Bridgertonowie, czyli serial inspirowany bestsellerowymi romansami Julii Quinn to obecnie najpopularniejsza produkcja Netflixa, podbijająca serca widzów na całym świecie. Piękni bohaterowie, piękne kostiumy i piękne scenerie, a do tego miłosne intrygi, skandale i romanse – tyle wystarczyło, by uczynić serial wspaniałą guilty pleasure. Nie będziemy jednak pisać ani o zawiłościach fabuły ani o urodzie księcia Simona, a o jednej ze scen z pracowni Genevieve Delacroix, w której przyszła panna młoda kompletuje swoją garderobę.
Zanim jednak dojdziemy do wspomnianej sceny, zerknijmy na stroje prezentowane przez bohaterki. Akcja serialu, podobnie jak akcja książki Julii Quinn, przypada na początek XIX wieku. Mamy tu Londyn czasów regencji, a dokładnie 1813 rok, czyli okres panowania Napoleona w Europie. Dlaczego o tym wspominamy? Dlatego, że epoka napoleońska to charakterystyczny styl empire, widoczny w każdym kadrze naszego serialu.



Na czym polegał styl empire? Na uwolnieniu ciała z gorsetów (przynajmniej w odzieży wierzchniej, do bielizny dojdziemy za chwilę) i nadaniu sylwetce lekkości i swobody ruchów. Empire inspiruje się antykiem, stąd tak wiele nawiązań do stylu romańskiego i greckiego. Najbardziej charakterystycznym wyróżnikiem sukni empire jest wysoka linia talii, zaznaczona zwykle tuż pod biustem. Odcięcie biustu sprawiało, że suknia układała się miękko i zwiewnie, nie podkreślając ani talii, ani bioder – i w tym widać najlepiej wyraźne nawiązanie do antyku. Suknie empire eksponowały biust (uniesiony zwykle specjalnym gorsetem) szyję oraz obojczyki, zasłaniając natomiast całą resztę kobiecego ciała. Rękawy miały zwykle formę bufek, a arystokratki zakładały do nich długie eleganckie rękawiczki.
Suknia empire wpłynęła nie tylko na wygląd bielizny dziennej – bo do luźnej linii talii nie potrzeba było ani ściśle modelujących gorsetów, ani poduszek optycznie powiększających pupę i biodra; wystarczyła sznurowana gorsetowa koszulka, unosząca biust na odpowiednią wysokość – zmieniła także wygląd bielizny nocnej.
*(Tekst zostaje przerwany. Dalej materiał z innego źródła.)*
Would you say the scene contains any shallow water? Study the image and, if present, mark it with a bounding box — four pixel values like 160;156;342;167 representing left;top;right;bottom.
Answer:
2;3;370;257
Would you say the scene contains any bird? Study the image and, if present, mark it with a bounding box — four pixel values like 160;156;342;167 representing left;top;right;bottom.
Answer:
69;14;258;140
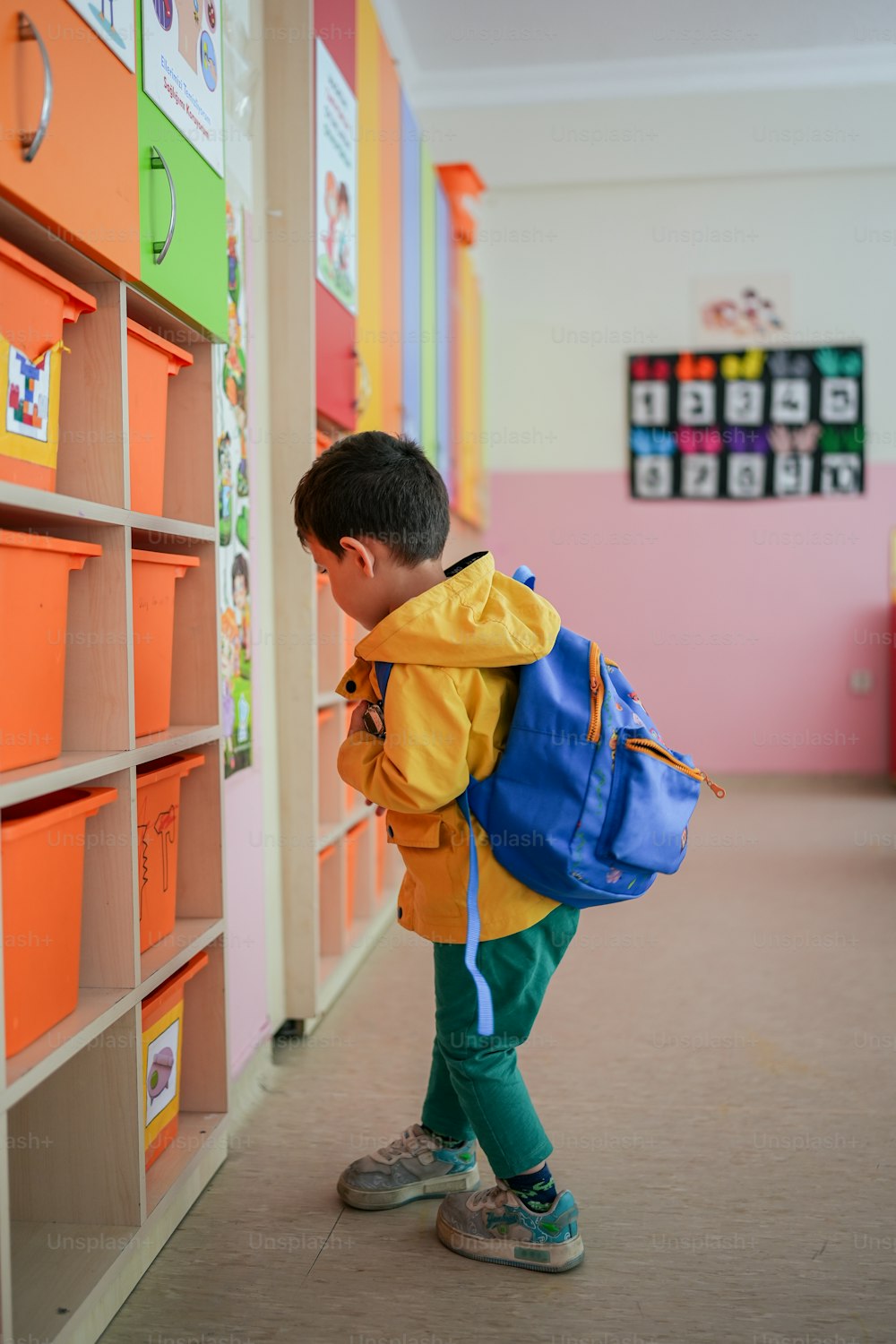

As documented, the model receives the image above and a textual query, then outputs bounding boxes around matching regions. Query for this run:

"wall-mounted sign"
[142,0,224,177]
[315,38,358,314]
[629,346,866,500]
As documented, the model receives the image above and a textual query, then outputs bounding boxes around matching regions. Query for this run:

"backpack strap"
[374,663,392,701]
[374,656,494,1037]
[457,789,495,1037]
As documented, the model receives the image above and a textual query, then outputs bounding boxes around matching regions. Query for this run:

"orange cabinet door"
[0,0,140,280]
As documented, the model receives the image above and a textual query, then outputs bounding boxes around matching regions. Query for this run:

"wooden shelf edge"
[134,916,224,1003]
[127,513,216,548]
[0,481,132,527]
[127,723,220,765]
[317,804,376,854]
[314,691,348,710]
[52,1116,227,1344]
[0,916,224,1112]
[0,750,133,808]
[0,723,220,809]
[0,986,137,1112]
[315,900,395,1031]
I tak dochodzimy do sceny, od której wszystko się – w tym wpisie – zaczęło.
Kiedy szykująca się do ślubu Daphne Bridgerton odwiedza z matką krawcową Genevieve Delacroix, wdają się w taką rozmowę:
W pewnym momencie matka Daphne wtrąciła:
– Zamówimy jeszcze peniuar i bieliznę.
– Cztery czy może pięć nocnych koszul? – zapytała panna Delacroix, na co zareagowała Daphne:
– Po co mi aż tyle nowych?
– Nie są dla ciebie lecz dla twojego męża. Będzie się cieszył miesiącem miodowym – odparła panna Delacroix porozumiewawczo mrugając okiem.
– To wyjątkowe chwile. Weźmy pięć koszulek – potwierdziła matka.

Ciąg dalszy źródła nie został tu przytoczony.